Fashion Through the Ages
Two jousting knights begin the show, and this first room contains a quality of armor Tinterow pronounced “you’ve never see in Houston and you won’t again for a long time.” Pause for a few minutes to take a good look at the detailed engravings and embellishments on the armor worn by Emperor Maximilian I (1459–1519) and his grandson Charles V (1500–1558) and you’ll understand why these pieces belong in an art museum.
Keep this first gallery in mind upon entering the last section of the exhibition which holds some of the gowns, costumes and uniforms from the court of Frans Joseph (1830-1916). The juxtaposition of this ceremonial garb created over centuries might make you ponder how timeless the concept of fashion is.
Personally, I think 16th century dragon head helmet worn by Archduke Ferdinand II would have made for a stunning accessory to Empress Elisabeth’s late 19th century black gown.
The Players
“It’s very easy to get carried away by the characters involved,” said David Bomford, director of conservation at the MFAH, on the exhibition as a whole, but I think some of the stories add a richness to our understanding of the artwork.
"The Habsburgs, especially the men, due to this inbreeding over generations, didn’t tend to be the most beautiful or good looking men.”
One of the ways the Habsburgs gained, kept and consolidated their power was by keeping it all in the family. Remarking on the magnificent Leone Leoni Bust of Emperor Charles V – which does depict his rather prominent chin – Sabine Haag, general director of Kunsthistorisches Museum Wien admitted, “The Hapsburgs, especially the men, due to this inbreeding over generations, didn’t tend to be the most beautiful or good looking men.”
The Not So Secret Lives of Habsburg Women
Many of these portraits also hold a thousand words worth of fascinating backstories about the lives portrayed, so take a few moments to read the accompanying wall texts. For example, check out the portraits of the middle aged Emperor Leopold I and his much younger bride (and niece) Infanta Margaret Theresa.
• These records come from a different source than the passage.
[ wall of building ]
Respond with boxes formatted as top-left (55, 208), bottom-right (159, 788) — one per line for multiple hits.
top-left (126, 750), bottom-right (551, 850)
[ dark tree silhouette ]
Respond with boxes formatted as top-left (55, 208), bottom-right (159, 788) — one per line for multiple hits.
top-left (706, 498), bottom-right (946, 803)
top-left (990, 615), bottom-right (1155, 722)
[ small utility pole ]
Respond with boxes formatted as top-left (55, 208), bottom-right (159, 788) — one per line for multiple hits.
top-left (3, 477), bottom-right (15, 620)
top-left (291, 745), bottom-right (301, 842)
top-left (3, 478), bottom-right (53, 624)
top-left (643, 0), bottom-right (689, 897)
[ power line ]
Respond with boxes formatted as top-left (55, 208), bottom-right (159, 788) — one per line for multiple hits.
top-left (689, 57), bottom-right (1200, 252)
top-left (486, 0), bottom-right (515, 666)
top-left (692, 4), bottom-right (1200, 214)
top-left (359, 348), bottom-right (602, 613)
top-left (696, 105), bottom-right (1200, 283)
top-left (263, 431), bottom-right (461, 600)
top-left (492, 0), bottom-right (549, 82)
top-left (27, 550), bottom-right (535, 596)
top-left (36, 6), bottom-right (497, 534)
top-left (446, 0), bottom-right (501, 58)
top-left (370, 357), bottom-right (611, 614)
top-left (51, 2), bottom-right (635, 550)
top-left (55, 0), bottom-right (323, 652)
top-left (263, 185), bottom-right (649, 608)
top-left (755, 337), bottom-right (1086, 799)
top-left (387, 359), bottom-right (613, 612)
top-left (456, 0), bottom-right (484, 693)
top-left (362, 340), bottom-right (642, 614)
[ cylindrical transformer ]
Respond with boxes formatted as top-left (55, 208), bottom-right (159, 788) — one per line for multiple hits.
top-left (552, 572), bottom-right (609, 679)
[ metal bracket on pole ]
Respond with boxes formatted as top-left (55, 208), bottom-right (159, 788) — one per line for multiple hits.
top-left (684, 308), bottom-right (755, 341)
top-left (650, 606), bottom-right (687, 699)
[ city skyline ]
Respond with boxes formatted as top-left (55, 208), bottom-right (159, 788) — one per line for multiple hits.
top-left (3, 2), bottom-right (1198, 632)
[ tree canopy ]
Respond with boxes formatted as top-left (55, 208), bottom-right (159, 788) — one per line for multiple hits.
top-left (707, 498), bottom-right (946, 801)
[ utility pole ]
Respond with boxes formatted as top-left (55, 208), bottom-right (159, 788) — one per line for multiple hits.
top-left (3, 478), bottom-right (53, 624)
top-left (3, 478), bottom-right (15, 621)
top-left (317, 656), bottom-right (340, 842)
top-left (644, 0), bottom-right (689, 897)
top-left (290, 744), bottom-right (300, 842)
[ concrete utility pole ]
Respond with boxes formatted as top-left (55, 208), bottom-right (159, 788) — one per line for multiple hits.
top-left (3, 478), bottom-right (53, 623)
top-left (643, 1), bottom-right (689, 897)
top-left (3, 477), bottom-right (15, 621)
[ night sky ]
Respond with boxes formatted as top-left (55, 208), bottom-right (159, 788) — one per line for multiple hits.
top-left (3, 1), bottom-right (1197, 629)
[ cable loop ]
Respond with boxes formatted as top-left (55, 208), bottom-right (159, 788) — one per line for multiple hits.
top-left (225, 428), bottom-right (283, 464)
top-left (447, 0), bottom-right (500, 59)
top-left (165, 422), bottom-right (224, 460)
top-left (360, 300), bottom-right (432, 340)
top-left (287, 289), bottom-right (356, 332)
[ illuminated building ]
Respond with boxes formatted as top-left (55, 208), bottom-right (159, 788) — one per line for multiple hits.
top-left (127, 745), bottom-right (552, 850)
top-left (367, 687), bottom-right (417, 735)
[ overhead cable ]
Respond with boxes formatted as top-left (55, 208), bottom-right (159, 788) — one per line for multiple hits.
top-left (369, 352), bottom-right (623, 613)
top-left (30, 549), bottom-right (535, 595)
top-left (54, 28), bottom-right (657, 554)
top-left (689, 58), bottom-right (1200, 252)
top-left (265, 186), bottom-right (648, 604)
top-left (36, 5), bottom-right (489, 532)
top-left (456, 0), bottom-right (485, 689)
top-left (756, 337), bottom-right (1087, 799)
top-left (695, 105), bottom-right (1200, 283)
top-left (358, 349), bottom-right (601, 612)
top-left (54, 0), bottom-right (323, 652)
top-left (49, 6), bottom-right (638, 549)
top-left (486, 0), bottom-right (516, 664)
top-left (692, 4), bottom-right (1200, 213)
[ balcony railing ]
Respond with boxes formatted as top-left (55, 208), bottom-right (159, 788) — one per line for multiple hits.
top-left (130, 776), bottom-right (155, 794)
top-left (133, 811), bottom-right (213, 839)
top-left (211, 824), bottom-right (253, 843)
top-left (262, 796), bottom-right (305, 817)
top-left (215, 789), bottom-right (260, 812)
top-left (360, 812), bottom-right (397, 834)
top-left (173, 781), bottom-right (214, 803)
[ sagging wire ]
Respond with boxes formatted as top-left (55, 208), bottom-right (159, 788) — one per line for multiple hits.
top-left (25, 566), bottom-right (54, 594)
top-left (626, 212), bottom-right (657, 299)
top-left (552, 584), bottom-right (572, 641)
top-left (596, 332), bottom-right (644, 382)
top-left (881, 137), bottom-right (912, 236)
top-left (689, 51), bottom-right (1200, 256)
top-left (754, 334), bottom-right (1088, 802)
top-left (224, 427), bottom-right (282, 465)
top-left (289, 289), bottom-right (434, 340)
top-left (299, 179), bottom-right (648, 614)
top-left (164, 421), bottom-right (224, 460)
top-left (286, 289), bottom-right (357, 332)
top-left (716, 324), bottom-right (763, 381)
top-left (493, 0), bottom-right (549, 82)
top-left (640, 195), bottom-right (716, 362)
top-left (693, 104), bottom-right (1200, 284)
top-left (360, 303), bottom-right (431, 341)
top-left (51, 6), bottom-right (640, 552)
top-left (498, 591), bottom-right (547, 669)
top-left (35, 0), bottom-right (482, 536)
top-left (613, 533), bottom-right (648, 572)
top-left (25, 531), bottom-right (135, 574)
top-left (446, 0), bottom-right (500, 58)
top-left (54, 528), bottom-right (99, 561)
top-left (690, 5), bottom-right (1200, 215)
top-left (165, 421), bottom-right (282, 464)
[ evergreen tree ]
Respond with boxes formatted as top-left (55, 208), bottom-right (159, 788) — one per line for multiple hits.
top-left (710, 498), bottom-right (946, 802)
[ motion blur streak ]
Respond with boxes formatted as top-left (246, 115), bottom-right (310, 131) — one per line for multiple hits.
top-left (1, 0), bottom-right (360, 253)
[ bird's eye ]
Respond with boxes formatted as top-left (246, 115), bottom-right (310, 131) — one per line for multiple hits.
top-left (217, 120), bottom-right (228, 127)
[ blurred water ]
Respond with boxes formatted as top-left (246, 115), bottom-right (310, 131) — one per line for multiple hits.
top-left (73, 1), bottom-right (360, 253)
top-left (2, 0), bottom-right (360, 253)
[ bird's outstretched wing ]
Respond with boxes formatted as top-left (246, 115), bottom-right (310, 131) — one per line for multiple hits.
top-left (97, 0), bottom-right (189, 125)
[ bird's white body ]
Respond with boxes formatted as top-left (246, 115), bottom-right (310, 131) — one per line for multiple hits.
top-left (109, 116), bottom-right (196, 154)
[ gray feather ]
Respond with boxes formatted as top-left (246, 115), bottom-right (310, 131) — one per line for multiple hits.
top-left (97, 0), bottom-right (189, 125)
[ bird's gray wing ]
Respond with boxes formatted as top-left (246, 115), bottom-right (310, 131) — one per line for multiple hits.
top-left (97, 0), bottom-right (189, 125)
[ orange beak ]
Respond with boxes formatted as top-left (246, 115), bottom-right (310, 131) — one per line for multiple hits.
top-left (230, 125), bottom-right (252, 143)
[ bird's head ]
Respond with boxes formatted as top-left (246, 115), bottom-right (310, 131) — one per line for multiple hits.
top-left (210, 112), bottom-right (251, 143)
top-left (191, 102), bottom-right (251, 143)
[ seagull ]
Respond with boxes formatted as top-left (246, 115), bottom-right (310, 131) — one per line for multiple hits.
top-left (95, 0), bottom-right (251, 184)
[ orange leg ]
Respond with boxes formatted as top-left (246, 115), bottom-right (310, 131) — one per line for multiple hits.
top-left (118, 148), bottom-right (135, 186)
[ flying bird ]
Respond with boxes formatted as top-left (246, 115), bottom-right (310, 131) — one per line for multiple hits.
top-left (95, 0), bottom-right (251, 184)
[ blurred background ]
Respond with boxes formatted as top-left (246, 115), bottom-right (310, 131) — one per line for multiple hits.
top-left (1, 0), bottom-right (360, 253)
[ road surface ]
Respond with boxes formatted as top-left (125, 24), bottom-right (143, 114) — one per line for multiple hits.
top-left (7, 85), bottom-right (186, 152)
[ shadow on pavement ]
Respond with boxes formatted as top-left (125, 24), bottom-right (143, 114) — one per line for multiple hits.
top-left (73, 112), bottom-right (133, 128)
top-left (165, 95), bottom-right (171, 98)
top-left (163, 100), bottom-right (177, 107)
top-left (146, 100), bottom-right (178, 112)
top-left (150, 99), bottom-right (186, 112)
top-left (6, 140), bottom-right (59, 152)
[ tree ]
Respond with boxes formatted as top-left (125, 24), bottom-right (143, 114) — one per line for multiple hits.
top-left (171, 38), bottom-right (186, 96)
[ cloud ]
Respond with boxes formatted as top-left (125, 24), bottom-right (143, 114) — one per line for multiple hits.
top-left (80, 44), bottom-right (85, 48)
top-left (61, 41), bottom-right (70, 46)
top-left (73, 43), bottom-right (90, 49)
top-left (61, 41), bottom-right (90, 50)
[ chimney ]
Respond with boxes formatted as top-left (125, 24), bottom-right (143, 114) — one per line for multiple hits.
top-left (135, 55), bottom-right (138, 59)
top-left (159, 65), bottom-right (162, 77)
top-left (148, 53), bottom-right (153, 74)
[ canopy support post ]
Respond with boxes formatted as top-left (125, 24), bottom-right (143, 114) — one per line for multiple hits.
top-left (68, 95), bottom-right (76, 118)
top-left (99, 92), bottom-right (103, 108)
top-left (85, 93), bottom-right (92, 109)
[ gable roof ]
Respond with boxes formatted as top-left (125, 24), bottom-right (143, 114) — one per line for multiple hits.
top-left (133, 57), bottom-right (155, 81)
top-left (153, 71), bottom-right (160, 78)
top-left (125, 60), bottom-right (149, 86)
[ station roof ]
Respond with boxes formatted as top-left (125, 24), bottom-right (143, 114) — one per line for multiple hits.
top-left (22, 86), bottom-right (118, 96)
Old Leo wanted a son/great nephew but unfortunately none of Margaret Theresa’s children lived and neither did she for long.
Margaret Theresa should not be confused with Empress Maria Theresa, the only female ruler of the Habsburg dominions. (Keep that family tree selfie handy because there’s a lot of similar or numbered same names in this bunch.) The Empress managed to hold on to her power all the while waging war, giving birth to 16 children – including Marie Antoinette – instituting significant domestic reforms within her empire and most importantly for our purposes commissioning some great works of art.
Naked Ladies
If you’ve come to the MFAH for old masters damn it, there are several galleries full of them, including a whole room mimicking the greatest Habsburg collectors, Archduke Leopold Wilhelm’s Paintings Gallery in Vienna. In the exhibition you’ll find Cagnacci’s The Death of Cleopatra, Spranger’s Jupiter and Antiope, Correggio’s Jupiter and Io and Vecellio’s Danea, so essentially many naked ladies with a sub-selection of naked ladies being sexually harassed by Greek and Roman gods.
Beat that Marvel movies.
Habsburg Splendor: Masterpieces from Vienna's Imperial Collections is on view through Sept. 13, 2015. The exhibition is specially ticketed, but does not require a timed reservation.